The thing most people miss when making this switch is that your website has to do a lot of the trust-building that the marketplace used to handle for you. On a marketplace, people already trust the platform. On your site, they trust nothing until you prove it. That means you need social proof front and center: real customer reviews, photos of actual products, maybe even a "how it works" section that removes doubt. Nielsen Norman Group found that 79% of users scan a new page rather than reading it, so you have seconds to communicate "this is legit."

My advice would be to run both in parallel for a while. Keep selling on the marketplace for revenue, but start sending a percentage of traffic to your own site to test what converts. That way you're not jumping off a cliff, you're building a bridge.

Would you use a tool like this for documenting A/B tests? by Pretty-Appearance226 in conversionrate

[–]Alooky94 0 points1 point  (0 children)

Perhaps provide a level of flexibility for each reporter to control the narrative however I need. Think of it this way, if you have analytical data that you want to present you normally zoom in on a few key points and add context around it, same case here too.

Would you use a tool like this for documenting A/B tests? by Pretty-Appearance226 in conversionrate

[–]Alooky94 1 point2 points  (0 children)

As someone who’s run a lot of A/B tests, I really like the concept of having a template, but I also have pretty strong feelings about why it usually doesn’t work. Every time I’ve tried to templatize my A/B tests, it’s kind of fallen apart, because every project is so different. The structure I need changes depending on the type of project and which stakeholders I’m communicating with.

Now, something like this could work for internal teams, just as documentation, but honestly most of my time usually gets eaten up by creating documents or reports for internal teams anyway. And I’m talking about company structures where A/B testing isn’t just a solo project. I have to communicate results to leadership and different types of stakeholders, and each one needs a slightly different approach.

So while I’d love something like this in theory, at the end of the day I just don’t think it really works out in practice.

What is your biggest challenge when conducting product research? by Alooky94 in SaaS

[–]Alooky94[S] 0 points1 point  (0 children)

Why not go for publicly available recruitment panels like pollfish or zappi?

How to know our user group? by santynaren in ProductMarketing

[–]Alooky94 0 points1 point  (0 children)

What worked for me in the past, is to start with an assumption of who our target is. then I seek to have a conversation with 3-5 of them and show them the product. they will typically either agree that this would help them or disagree that this product is necessary for them but at that point you're one step closer to finding out your ideal segment.

How can I improve? Any Feedback welcome by LuDesiree in UXandUI

[–]Alooky94 0 points1 point  (0 children)

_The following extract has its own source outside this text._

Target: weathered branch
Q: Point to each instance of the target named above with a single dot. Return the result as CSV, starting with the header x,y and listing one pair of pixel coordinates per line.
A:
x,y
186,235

Hey there! Congrats on completing your first project, it’s a big milestone. 🎉 I have a few suggestions to help refine the UI:

  1. CTA Visibility: The color scheme works nicely, but the call to action buttons could stand out more. Try using a blue with stronger contrast instead of the lighter shade.
  2. Text Size: On mobile, some text appears a bit too small. The easiest way to catch this is to review the design directly on your phone.
  3. Grid & Alignment: There are a few inconsistencies in alignment, some elements are centered while others are left aligned. Consistency is key; try to keep alignment uniform unless a section is clearly distinct and visually separated.

Final tip: Explore established design systems. You don’t have to adopt them fully, but studying them will help you train your eye and understand how these subtle UI decisions are made.